The human cost is immeasurable. As noted by Penal Reform International, “[p]risons are single sex, coercive institutions designed to hold men in a secure environment.” The result is that women’s prisons are a poor adaptation of this model, being regimes under which women are held that do not respond to their specific needs. Further, as there are fewer women in prison, there are usually a smaller number of distinct facilities for women, resulting in women being held at greater distance from their families and communities. How women are impacted differently by the criminal justice system than men and how criminology has historically focused on studying men’s experiences must be remedied. A light must also be shone in particular upon the ways in which women’s abuse and resultant survival strategies are criminalized.
According to the National Resource Centre on Domestic Violence, there are six main pathways to incarceration which correlate with histories of abuse when it comes to female offenders, namely: 1.) abuse survivors and “runaway girls”; 2.) “street women” and prostituted women; 3.) women with untreated addictions; 4.) women arrested for economic crimes, sometimes coerced by batterers; 5.) women arrested for harming others, either falsely or for defending themselves; and 6.) women affected by the enforcement of discriminatory and coercive welfare, immigration and corrections policies and drug laws.
Women in the correctional system almost universally have histories of abuse and crimes stemming from that abuse (such as status offenses from running away from home as children, drug use to cope with the mental health effects of abuse, and sex work to pay for such self-medication). This means that the system of imprisoning women is built upon the criminalization of survival strategies, creating a “sexual violence to prison pipeline” (as argued by Mariame Kaba in 2017).
While a majority of female inmates experience sexual or physical abuse before entering prison, once incarcerated, the carceral system overwhelmingly fails to address such histories of abuse and there is typically a lack of adequate mental health services available. Women may be routinely administered medication without the opportunity to undergo psychotherapeutic treatment.
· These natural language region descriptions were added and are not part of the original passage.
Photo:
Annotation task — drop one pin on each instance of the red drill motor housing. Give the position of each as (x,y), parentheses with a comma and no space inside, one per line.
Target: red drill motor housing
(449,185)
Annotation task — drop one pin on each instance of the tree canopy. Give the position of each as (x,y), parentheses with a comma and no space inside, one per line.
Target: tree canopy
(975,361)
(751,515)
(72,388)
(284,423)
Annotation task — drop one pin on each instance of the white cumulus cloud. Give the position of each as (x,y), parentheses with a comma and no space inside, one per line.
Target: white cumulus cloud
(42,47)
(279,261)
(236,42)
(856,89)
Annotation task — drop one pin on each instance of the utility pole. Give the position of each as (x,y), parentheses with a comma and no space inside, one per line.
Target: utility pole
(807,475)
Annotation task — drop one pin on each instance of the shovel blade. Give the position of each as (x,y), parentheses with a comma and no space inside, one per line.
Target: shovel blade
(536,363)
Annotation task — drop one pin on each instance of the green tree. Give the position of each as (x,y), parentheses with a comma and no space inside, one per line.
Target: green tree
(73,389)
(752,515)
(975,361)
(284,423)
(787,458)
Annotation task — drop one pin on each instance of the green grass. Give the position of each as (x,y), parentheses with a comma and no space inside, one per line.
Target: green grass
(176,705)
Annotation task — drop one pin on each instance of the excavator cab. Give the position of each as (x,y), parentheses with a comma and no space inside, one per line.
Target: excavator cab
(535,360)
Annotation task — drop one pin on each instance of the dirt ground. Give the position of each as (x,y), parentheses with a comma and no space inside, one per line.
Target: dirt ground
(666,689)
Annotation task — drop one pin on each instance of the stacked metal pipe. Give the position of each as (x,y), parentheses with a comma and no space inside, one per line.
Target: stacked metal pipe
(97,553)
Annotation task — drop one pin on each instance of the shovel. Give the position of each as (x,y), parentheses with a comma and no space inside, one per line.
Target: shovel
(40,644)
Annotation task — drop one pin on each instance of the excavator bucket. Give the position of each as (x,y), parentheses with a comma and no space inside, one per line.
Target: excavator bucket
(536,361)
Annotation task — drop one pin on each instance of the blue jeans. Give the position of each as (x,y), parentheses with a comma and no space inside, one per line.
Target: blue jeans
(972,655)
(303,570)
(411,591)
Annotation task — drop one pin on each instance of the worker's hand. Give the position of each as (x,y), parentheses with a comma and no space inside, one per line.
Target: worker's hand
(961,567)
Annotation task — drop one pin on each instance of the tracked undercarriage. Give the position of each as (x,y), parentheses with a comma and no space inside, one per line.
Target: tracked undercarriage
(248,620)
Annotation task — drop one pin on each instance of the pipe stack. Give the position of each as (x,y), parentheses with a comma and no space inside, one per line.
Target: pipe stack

Further, the fact that prison is usually an institution of sexual violence itself, where people are sexually assaulted and raped as part of the system, must be addressed in the context of women and incarceration. For instance, in the United States, while such data is not disaggregated by sex or gender, correctional administrators reported almost 25,000 allegations of sexual victimization in 2015 in adult correctional institutions. According to Prison Policy, records show that correctional officials have subjected female inmates to rape, other sexual assault, sexual extortion, and groping during body searches in addition to strip searches and cavity searches.
Beyond enduring sexual abuse in prison, women in prison are also subject to medical neglect, often receive inadequate reproductive health care, and are often denied essential medical resources and treatments, particularly during times of pregnancy. Despite reform efforts, the shackling of all prisoners, including pregnant prisoners, is policy in federal prisons in certain circumstances and exists in almost all state prisons in the US.
Prison abolition is a feminist struggle. The above data illuminates the multitude of ways in which mass incarceration has deeply gendered effects, and resultantly has acute effects on families, constituting a suitable site for feminist intervention. For instance, since 1991, the number of children with a mother in prison in the United States has more than doubled, by 131%, and eighty-five percent of the primary caregivers of children during the mother’s incarceration were maternal grandmothers. Moreover, that the global prison industrial complex was built on black and brown women’s bodies and built on the criminalization of women’s survival strategies is undoubtedly a feminist concern.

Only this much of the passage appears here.